Microchip brand flash programmers are nice; I've used them on their PIC line of microcontrollers. I think most boards currently use 8 pin dip SPI chips, and microchip uses SPI, so you should be good to go. Look on your motherboard for a small black chip with 8 pins on it, in a socket. It should say winbond on it, and then 25q32 or something similar. That would be a dip8 SPI.
BTW, if you can solder, and you have a linux pc with a parallel port, you can flash it yourself, with a fistful of radio shack crud. I bricked my new ASUS m5a99x EVO with their own BIOS update program (can't believe this isn't foolproof yet), and before I went to exchange it, I decided to try flashing it myself, since I had all the parts on-hand. After all, if it didn't work, I could still exchange.

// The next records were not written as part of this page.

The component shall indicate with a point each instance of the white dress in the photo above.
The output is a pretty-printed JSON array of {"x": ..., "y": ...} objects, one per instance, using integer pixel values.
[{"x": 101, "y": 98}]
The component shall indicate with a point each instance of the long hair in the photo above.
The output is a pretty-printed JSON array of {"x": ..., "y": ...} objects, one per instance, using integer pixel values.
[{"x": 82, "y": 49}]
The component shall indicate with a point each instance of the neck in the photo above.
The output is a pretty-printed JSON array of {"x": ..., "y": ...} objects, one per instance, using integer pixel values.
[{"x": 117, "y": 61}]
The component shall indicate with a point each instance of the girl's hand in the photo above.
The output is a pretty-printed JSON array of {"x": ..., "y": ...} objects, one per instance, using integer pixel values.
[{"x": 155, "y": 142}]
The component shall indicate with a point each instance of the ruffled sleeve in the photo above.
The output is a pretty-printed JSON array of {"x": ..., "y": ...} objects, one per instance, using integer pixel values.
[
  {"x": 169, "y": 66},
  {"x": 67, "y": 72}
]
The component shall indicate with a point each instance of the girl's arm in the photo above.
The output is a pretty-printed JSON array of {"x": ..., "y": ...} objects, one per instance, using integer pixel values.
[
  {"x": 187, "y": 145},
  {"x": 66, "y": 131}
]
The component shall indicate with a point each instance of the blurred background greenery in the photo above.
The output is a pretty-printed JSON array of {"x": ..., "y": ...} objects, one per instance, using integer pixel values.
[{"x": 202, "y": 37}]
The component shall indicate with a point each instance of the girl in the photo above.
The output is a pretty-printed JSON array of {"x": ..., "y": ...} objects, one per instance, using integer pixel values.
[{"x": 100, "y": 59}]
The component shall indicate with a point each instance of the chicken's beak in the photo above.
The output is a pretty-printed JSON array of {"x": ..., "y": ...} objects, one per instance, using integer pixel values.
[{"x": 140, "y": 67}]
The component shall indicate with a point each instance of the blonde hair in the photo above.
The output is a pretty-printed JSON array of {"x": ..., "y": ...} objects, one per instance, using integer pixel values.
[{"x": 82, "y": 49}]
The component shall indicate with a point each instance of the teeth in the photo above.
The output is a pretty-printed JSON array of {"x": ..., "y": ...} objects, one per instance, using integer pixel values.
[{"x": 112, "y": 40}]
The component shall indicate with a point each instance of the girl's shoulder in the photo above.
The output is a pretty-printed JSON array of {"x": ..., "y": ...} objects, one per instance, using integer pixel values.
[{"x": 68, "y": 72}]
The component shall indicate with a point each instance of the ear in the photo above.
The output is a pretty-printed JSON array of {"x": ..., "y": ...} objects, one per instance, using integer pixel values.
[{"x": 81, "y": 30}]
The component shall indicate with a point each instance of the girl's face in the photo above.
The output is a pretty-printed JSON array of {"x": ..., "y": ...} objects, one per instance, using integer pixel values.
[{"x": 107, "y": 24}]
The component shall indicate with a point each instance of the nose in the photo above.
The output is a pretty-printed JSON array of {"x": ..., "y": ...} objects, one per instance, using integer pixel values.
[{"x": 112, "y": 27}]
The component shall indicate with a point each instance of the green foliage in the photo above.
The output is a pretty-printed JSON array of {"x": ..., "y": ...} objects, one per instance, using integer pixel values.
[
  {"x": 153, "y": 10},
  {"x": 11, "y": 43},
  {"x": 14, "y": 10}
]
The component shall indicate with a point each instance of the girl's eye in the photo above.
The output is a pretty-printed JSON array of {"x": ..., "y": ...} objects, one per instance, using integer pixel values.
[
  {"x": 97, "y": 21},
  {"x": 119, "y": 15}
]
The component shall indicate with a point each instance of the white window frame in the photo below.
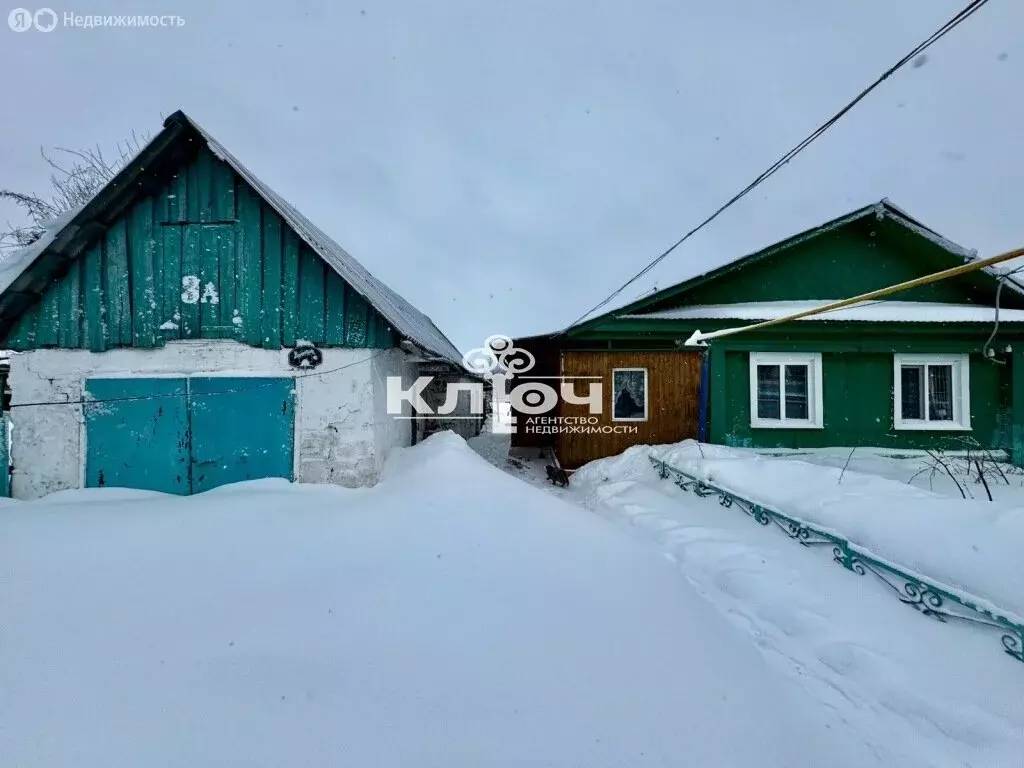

It worked great, so I decided to keep the board:
http://www.overclock.net/t/1318260/m5a99x-bios-1503-brick-solved#post_18414851
EDIT:
The BIOS chip should look something like this:
http://www.aliexpress.com/store/product/W25Q64BVAIG-DIP-8-MXIC-25Q64BVAIG-64MBIT/503973_441878133.html
If you only see 1 of those chips on the board, and it has a number 25Qxxxxx, that's the bios.